How did the idea of commissioned radio pieces grow into an album for Kassem Mosse’s Omnira label? Also in an interview with Inverted Audio near the beginning of the year you mentioned there was second album in the works. Anything you can tell us about how that is coming along and what small locations you may have recorded in for this one? “I gave Kassem a folder with about 40 Molto pieces and he was a big fan from the start. It was not only the radio stuff. I produced many miniatures of approx 1-3 minutes that capture an atmosphere and a specific mood. He did the selection process for the first album, which wasn’t easy, and released it on Ominira. The basic problem right now is that I have enough material for 2 new albums but I need time to finish the mixes, editing and selection. The coming second one will probably be a live album though.
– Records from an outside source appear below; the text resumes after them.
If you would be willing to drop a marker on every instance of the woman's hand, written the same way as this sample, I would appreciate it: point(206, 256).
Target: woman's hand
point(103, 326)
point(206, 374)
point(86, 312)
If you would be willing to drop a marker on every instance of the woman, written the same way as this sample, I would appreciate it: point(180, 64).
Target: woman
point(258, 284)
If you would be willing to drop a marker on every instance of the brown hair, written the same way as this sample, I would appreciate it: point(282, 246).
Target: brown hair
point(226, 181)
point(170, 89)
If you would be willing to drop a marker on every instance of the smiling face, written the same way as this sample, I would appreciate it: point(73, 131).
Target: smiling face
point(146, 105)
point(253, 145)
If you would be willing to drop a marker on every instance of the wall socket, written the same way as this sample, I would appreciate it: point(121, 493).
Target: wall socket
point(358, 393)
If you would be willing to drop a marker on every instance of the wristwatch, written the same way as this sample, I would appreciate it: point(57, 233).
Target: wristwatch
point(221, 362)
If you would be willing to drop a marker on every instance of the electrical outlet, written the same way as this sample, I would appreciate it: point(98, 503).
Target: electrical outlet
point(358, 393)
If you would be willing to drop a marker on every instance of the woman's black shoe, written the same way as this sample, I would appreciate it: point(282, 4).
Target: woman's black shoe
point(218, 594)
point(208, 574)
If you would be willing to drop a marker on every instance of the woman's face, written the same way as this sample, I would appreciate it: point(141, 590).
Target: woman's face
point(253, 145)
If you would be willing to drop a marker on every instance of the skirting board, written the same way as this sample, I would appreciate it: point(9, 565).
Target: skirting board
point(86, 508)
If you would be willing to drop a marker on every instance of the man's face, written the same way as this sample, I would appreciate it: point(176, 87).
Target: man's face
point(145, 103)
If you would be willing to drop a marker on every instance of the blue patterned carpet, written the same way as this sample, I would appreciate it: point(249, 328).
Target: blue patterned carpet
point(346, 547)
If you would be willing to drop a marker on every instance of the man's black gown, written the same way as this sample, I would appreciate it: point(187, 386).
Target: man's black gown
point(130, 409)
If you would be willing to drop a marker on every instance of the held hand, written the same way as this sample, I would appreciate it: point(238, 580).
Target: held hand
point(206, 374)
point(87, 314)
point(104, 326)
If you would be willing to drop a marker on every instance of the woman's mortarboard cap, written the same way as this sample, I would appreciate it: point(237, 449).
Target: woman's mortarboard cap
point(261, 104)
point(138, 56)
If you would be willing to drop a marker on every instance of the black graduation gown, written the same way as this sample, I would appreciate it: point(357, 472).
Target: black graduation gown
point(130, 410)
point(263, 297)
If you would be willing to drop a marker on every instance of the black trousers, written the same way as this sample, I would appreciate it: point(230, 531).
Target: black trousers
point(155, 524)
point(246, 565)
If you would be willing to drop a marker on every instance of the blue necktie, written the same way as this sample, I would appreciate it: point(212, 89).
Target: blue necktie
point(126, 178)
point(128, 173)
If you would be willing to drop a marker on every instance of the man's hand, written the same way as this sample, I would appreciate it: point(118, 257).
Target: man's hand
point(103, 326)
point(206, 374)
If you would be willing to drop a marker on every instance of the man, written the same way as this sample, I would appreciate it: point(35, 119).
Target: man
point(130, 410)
This year I recorded some percussion in a wider sense in different locations on trips to France and Italy, which is new material to be refined. This will be all mixed at Madpremium Studios (lorenzlindner.com/madpremium)
Lastly on the topic of Molto, just wanted to quickly ask how your performance at Meakusma went? You opened up the festival right and I know you were really looking forward to it. What would be the ideal setting for a Molto live show do you think? “Meakusma was great. Great staff, superb sound, nice people. It was pretty much the ideal setting. Cafe Oto in London was perfect, too. And it also works in a hidden offspace as well as in an art gallery. It’s just important that there are no sounds from next door. The basic thing is that the sound is good, the surrounding is comfortable so that the audience can really dive into the sound.”
What can you tell us about the mix you’ve recorded for us? How did you plan this one from the ground up and are there any particular tracks or artists you want to shout out? “I picked out records that I like sound wise and that reflect my November mood. I wanted the mix to lead to a beatless ambient part towards the end. It starts with a dub version from my new EP on TTT, followed by Dutch minimal acid from *slo-fi. I want to thank Rafael Severy for giving me this! The next one is a track by Radius on Mathematics that I totally dig, followed by a Benjamin Brunn remix for Area on Kimochi. Then there is a track by Baby Ford, followed by a track from D-man’s new outstanding EP on Workshop comes in. There’s also an appearance from my secret favourite epic tracks from the last year by Miki Miyoshi from Sovereign State. The track after that is from an unknown EP I found in my record bag saying “keep your mouth shut” in the runout groove.
An unreleased track from Even Tuell comes after that, which should come out soon on Workshop, leading into my track of the year by Leipzig’s one and only Demian on Bau Records. “Nobody Has To Know (Instrumental)” from Kassem Mosse sets the mood perfectly for the super deep Space Afrika whose new album I couldn’t buy so far because it is already sold out. All of this ends in a live recording by another local artist and close friend from Leipzig called CFM. This one’s taken from one of her live performances, since there are no official live recordings released. The mix ends with a track by CS + Kreme (TTT) that has been following me around for weeks now.”
Last usual question from us, when was the last time you danced and what was the last thing to put a big smile on your face? “Last week I danced non stop for hours at our Mikrodisko M13 & Workshop XXI release party with our friends at IFZ. Two sets from Volt (aka Dj Boys’r’us) and Kolorit. My last smile?- I keep it secret.”